Genre was once the broadest way for record stores and radio stations to organize music, with subcategories making it easier to find what you’re looking for or to discover something new. This type of classification has since transitioned online, with music discovery services working genre tags into algorithms that help computers make recommendations based on your listening habits. It’s the reason my Spotify Discovery section says “Have you heard this song by Raekwon? Give it a try.”
Most Spotify recommendations are laughable. The aforementioned Raekwon recommendation was for his feature on the Cruel Summer album, because I listened to one Kanye West song. Spotify actually uses a variety of methods to execute its discovery service — collaborative filtering, manual curation, tag attributes, etc. (these are things that I googled and know nothing about). Companies understand that genre is no longer the most important factor when it comes to discovery, yet the genre categories still exist. No one has made a perfect music discovery service because taste is subjective, but also, more simply, genre is imperfect.
The Apple acquisition of Beats that’ll inevitably lead to a Forbes Dr. Dre cover shoot reminded me how primitive iTunes’ genre classification feature was when it first launched. The service was revolutionary, for sure, but the genre options were limited (unless you typed in your own term).
A quick scan of my library is suggesting that I’m wrong, but for some reason I recall one of iTunes initial genre options being “Hip-hop/R&B.” I was amazed how the service knew the album title, artist name and other information about The Black Album when I (legally, this time) uploaded the disc, but the genre stuck out to me. Genre was one of the easiest ways to filter your iTunes library when you were looking for something, but Jay-Z was a rapper, not a singer. If I wanted to find Jagged Edge and 112, I’d be searching for an entirely different genre, yet my computer classified them together.
This is a longwinded way of admitting that I don’t know what R&B is. Old people might say it’s the Rolling Stones, or someone from Motown. Younger people might say it’s Jodeci, R. Kelly, or Destiny’s Child. The genre’s Wikipedia page cites race as a defining factor of the music, but then lists tons of non-black artists as participating in the music.
R&B has always been difficult to define, but in 2014 it’s almost impossible. The Weeknd, Future, Frank Ocean and Drake are the first examples that come to mind. A good guideline has always been that R&B is mostly singing and hip-hop is mostly rapping, but artists have always blended those boundaries and they continue to do so perhaps more than ever today. Eminem said it best on “Hailie’s Song”: “Yo I can’t sing. I feel like singing. I want to fucking sing.”
Kevin Abstract is probably not thinking about genre.
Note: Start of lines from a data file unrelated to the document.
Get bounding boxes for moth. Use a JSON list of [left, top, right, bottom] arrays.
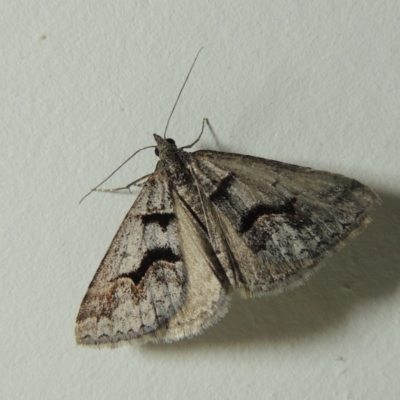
[[76, 53, 379, 347]]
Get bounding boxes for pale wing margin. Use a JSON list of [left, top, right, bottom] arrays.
[[76, 165, 186, 347], [189, 150, 379, 296]]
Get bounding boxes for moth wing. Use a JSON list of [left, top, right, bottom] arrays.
[[143, 189, 230, 343], [76, 164, 186, 346], [189, 150, 379, 296]]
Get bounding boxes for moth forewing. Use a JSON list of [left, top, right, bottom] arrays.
[[76, 167, 186, 346]]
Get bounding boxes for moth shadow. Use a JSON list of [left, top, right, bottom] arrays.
[[143, 191, 399, 352]]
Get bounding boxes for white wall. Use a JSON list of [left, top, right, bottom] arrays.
[[2, 1, 399, 399]]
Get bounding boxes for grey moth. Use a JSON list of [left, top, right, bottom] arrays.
[[76, 126, 378, 346]]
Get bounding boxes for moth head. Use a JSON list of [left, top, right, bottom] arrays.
[[153, 134, 177, 157]]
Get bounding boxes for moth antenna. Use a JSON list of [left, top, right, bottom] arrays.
[[163, 47, 204, 139], [79, 145, 156, 204]]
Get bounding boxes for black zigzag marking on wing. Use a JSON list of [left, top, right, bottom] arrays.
[[119, 248, 181, 285]]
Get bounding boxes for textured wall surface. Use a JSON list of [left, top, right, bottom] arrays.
[[2, 1, 399, 399]]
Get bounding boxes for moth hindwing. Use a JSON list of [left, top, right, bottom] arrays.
[[76, 133, 379, 346]]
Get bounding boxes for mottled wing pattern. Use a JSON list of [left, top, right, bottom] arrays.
[[76, 163, 229, 345], [76, 164, 186, 345], [188, 150, 378, 297]]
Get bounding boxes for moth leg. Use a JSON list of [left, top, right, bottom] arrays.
[[180, 118, 210, 150], [94, 173, 152, 193]]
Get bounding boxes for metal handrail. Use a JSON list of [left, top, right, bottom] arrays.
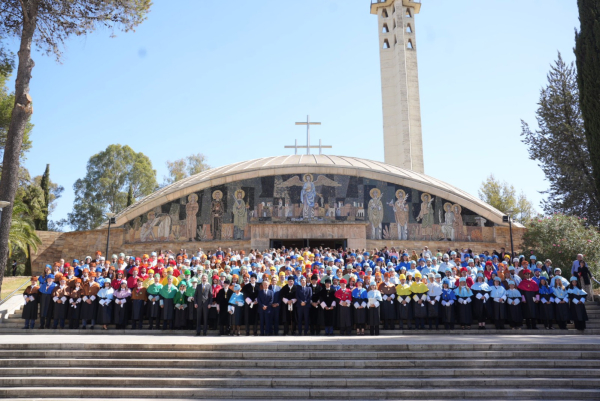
[[0, 278, 30, 306]]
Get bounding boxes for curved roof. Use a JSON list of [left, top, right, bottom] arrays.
[[104, 155, 515, 228]]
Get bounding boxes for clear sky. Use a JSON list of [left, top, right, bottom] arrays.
[[6, 0, 580, 225]]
He has other things to worry about, like graduating high school and becoming a pop star. He’s also outside that flat circle, making music that’s too hard to pin down with one label.
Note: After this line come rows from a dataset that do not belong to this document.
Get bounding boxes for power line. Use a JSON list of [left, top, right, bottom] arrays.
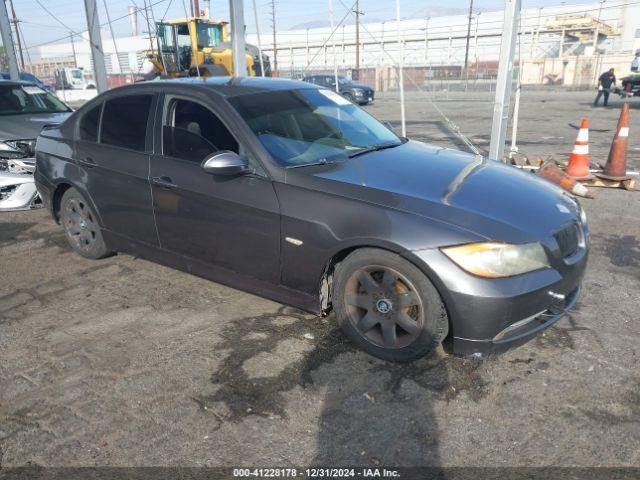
[[33, 0, 75, 32], [22, 0, 171, 50], [102, 0, 123, 73], [7, 0, 25, 69]]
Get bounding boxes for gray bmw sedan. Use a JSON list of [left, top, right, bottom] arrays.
[[35, 77, 588, 361]]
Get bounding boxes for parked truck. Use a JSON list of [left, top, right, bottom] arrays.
[[54, 68, 96, 90]]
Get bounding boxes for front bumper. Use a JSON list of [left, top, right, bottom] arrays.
[[450, 285, 581, 356], [0, 172, 41, 211], [405, 231, 588, 357], [357, 91, 375, 104]]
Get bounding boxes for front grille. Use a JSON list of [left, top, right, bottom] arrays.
[[554, 223, 580, 258]]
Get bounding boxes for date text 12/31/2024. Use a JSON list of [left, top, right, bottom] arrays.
[[233, 468, 401, 478]]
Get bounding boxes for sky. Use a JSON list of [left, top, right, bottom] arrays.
[[10, 0, 587, 55]]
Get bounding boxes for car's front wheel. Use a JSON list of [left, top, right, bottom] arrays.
[[60, 188, 113, 260], [333, 248, 449, 362], [342, 92, 355, 103]]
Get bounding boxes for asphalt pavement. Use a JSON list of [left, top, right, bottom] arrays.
[[0, 89, 639, 468]]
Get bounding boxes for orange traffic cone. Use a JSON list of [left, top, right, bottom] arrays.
[[566, 118, 593, 180], [597, 103, 631, 181], [539, 161, 594, 199]]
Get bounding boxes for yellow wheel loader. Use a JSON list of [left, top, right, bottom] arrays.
[[144, 17, 270, 78]]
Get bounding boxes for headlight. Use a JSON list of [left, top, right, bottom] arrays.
[[579, 205, 588, 226], [0, 142, 20, 152], [0, 141, 28, 159], [441, 242, 549, 278]]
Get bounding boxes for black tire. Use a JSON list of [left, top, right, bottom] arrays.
[[333, 248, 448, 362], [59, 188, 113, 260], [342, 92, 355, 103]]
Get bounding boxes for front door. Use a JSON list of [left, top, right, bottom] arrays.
[[74, 94, 159, 246], [150, 95, 281, 283]]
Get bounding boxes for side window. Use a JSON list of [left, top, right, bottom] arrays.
[[100, 95, 153, 151], [78, 103, 102, 142], [163, 99, 239, 163]]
His new single, “Drugs,” spans seven minutes and he navigates every second single-handedly and successfully. The track was produced by romil, a member of the AliveSinceForever collective which Abstract leads. The song is essentially broken up into three distinct sections, as Kevin Abstract raps over a polished beat at the beginning, then sings in a sometimes shaky, sometimes slightly off-key voice that emphasizes his emotions later on before switching back to rapping again.
I imagine that someday my Spotify account will say “Do you like Kid Cudi? Give this song by Kevin Abstract a try.” That recommendation will be accurate for a few reasons — both artists emphasize being lost in the world and doing too many drugs while alternating between singing and rapping— but wrong for a longer list of reasons. Kevin Abstract’s own inventive website paints a better picture of his influences — with Kurt Cobain, Justin Timberlake, Andre 3000, Frank Ocean, Funkadelic and King Krule all receiving proper praise.
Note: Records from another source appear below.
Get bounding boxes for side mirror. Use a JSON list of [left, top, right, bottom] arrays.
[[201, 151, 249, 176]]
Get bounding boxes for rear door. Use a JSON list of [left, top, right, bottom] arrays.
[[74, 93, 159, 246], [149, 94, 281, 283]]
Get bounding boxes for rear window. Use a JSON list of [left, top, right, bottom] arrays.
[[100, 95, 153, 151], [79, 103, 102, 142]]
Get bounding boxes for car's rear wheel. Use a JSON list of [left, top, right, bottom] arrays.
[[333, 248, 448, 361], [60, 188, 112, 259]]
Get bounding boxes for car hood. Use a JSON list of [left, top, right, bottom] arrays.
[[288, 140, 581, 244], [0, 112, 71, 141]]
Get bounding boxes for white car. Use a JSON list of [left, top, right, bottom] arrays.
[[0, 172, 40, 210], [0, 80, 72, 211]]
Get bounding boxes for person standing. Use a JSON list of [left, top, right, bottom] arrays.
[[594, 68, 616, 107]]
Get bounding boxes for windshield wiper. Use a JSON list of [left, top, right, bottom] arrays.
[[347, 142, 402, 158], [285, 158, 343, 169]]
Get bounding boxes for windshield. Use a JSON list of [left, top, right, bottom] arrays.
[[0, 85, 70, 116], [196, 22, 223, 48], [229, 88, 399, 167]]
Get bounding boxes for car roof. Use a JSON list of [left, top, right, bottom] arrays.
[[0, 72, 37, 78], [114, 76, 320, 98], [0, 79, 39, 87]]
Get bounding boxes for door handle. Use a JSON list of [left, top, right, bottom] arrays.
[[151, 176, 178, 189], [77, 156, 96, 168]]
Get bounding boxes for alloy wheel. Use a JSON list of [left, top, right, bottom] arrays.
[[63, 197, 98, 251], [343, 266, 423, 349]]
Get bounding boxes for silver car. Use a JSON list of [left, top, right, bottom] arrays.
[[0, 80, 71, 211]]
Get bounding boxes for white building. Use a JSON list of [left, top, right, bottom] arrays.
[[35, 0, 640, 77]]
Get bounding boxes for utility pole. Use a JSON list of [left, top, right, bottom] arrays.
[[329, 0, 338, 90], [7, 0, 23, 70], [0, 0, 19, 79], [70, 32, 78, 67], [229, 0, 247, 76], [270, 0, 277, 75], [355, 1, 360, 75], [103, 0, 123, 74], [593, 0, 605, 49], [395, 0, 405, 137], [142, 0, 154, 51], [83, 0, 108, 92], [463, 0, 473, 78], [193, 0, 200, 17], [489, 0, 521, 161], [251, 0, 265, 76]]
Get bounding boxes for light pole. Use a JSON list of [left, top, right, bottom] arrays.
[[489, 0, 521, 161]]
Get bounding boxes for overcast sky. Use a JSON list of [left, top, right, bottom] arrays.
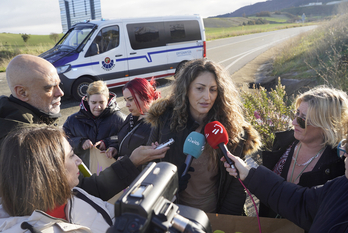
[[0, 0, 267, 35]]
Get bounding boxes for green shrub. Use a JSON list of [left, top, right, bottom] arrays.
[[21, 33, 30, 43], [256, 11, 271, 17], [241, 78, 295, 151]]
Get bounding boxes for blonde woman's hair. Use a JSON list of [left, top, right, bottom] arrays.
[[296, 85, 348, 147], [87, 80, 109, 99], [0, 125, 72, 216]]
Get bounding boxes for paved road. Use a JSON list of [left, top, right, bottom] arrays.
[[207, 25, 317, 75], [0, 25, 316, 126]]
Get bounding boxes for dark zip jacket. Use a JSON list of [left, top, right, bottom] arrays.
[[0, 95, 60, 147], [245, 166, 348, 232], [109, 114, 152, 158]]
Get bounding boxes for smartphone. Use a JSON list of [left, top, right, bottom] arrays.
[[156, 138, 174, 150]]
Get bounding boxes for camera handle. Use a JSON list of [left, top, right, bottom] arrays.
[[171, 214, 206, 233]]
On that same site, someone commented “i bumped drugs in the car for my grandma today and she turned it up and rolled the windows down.” That further emphasizes the artist’s range. His type of R&B — with its soulful crooning at times and straightforward, spoken rapping at others — spans the years of that genre’s evolution (or something, this argument about genre is obviously played out, and of course after writing all of this Kevin Abstract himself tweeted a screenshot of his forthcoming album, MTV1987, on iTunes, which he’s apparently categorized as “Pop.” which he’s apparently categorized as “Pop.” Maybe that’s the easiest, truest answer, but I am human and I like to categorize things. “Drugs” should definitely filed in the “maybe rap maybe R&B maybe just pop but definitely the good kind of pop that you should at least check out because this kid just goes nuts for 7 minutes” bin.